In the above plot, there is a noticeable S-Shaped curve, and this indicates a possible heavy tails or non-linearity distribution. The reference line is the red line where the points would lie on for a normal distribution. For our case we see points start above the reference line, then dip below it at the middle, and then above it again towards the end. This essentially confirms our finding that the residuals are not normally distributed.

gg_cooksd(model_updated, threshold = "matlab")

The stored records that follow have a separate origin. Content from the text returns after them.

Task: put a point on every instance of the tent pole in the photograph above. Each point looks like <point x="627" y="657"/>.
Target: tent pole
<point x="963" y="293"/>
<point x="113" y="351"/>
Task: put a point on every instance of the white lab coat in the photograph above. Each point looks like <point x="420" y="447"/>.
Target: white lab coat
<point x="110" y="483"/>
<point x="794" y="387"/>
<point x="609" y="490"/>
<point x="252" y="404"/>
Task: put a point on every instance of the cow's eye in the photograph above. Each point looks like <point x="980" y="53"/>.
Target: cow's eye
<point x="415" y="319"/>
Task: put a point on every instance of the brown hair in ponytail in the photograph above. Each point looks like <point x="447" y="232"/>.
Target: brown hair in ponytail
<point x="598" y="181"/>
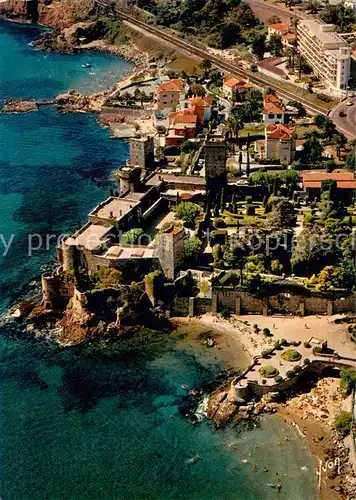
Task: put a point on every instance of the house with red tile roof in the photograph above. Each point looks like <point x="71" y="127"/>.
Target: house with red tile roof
<point x="200" y="106"/>
<point x="183" y="126"/>
<point x="280" y="29"/>
<point x="274" y="111"/>
<point x="235" y="89"/>
<point x="279" y="143"/>
<point x="345" y="183"/>
<point x="289" y="40"/>
<point x="169" y="93"/>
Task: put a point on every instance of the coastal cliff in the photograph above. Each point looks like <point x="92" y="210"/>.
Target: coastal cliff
<point x="78" y="25"/>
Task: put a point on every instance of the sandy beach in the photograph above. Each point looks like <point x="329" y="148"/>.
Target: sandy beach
<point x="313" y="412"/>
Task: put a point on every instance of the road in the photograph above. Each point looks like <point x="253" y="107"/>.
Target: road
<point x="265" y="10"/>
<point x="346" y="124"/>
<point x="175" y="41"/>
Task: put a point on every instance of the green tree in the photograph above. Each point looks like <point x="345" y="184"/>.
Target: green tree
<point x="198" y="90"/>
<point x="282" y="215"/>
<point x="313" y="150"/>
<point x="348" y="381"/>
<point x="275" y="45"/>
<point x="331" y="277"/>
<point x="206" y="65"/>
<point x="351" y="162"/>
<point x="192" y="249"/>
<point x="188" y="146"/>
<point x="302" y="112"/>
<point x="132" y="237"/>
<point x="107" y="277"/>
<point x="340" y="15"/>
<point x="188" y="212"/>
<point x="259" y="45"/>
<point x="343" y="423"/>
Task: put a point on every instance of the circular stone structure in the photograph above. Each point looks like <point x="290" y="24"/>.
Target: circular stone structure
<point x="291" y="355"/>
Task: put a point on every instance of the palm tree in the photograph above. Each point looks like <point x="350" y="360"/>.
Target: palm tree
<point x="206" y="65"/>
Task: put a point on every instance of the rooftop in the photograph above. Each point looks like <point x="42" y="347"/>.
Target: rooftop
<point x="174" y="85"/>
<point x="129" y="252"/>
<point x="279" y="131"/>
<point x="344" y="180"/>
<point x="324" y="32"/>
<point x="114" y="207"/>
<point x="234" y="82"/>
<point x="272" y="104"/>
<point x="90" y="236"/>
<point x="176" y="179"/>
<point x="281" y="27"/>
<point x="270" y="64"/>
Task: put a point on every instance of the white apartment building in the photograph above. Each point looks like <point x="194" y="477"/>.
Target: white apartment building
<point x="326" y="52"/>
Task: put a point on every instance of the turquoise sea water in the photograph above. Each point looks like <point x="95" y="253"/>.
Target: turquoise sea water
<point x="105" y="422"/>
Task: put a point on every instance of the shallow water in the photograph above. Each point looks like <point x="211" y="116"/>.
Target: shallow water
<point x="108" y="422"/>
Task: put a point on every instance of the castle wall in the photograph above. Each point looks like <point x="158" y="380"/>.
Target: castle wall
<point x="241" y="302"/>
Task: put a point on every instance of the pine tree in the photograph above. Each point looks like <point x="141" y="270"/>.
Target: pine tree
<point x="240" y="163"/>
<point x="248" y="164"/>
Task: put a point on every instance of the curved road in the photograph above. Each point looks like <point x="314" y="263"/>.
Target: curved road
<point x="346" y="124"/>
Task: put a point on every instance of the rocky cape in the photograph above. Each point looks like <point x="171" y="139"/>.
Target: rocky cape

Our Cook’s D plot shows points with higer Cook’s D when compared to the rest of the observations, the notable one being the observation with a value of 15357. This shows that such observation and other several observations that are way above the horizontal threshold red line, have significant influence on the model’s coefficients. Removing those points would change the behavior of our model significantly.
The several observations with relatively higher Cook’s D could mean that they represent unique subgroups within our census income data set e.g. top earners individuals that our model might not be able to handle.

Conclusion

In this Data Dive, we improved our model’s performance by introducing both an interactive term, and a binary term, as well as adding another predictor variable. This resulted in a higher value for R-squared and reduced residual standard error. We also experienced Simpson’s paradox in effect in the relationship of one of our predictor variables and the target variable. Finally, we made several diagnostic plots to investigate whether the model was following the assumptions of linear regression.
We note that since our target variable is binary, linear regression might not be the most suitable tool for building a model. In a matter of fact, our diagnostic plots have shown this to be the case. However, we understand the requirement for this data dive was to use a linear regression - that’s why we proceeded accordingly.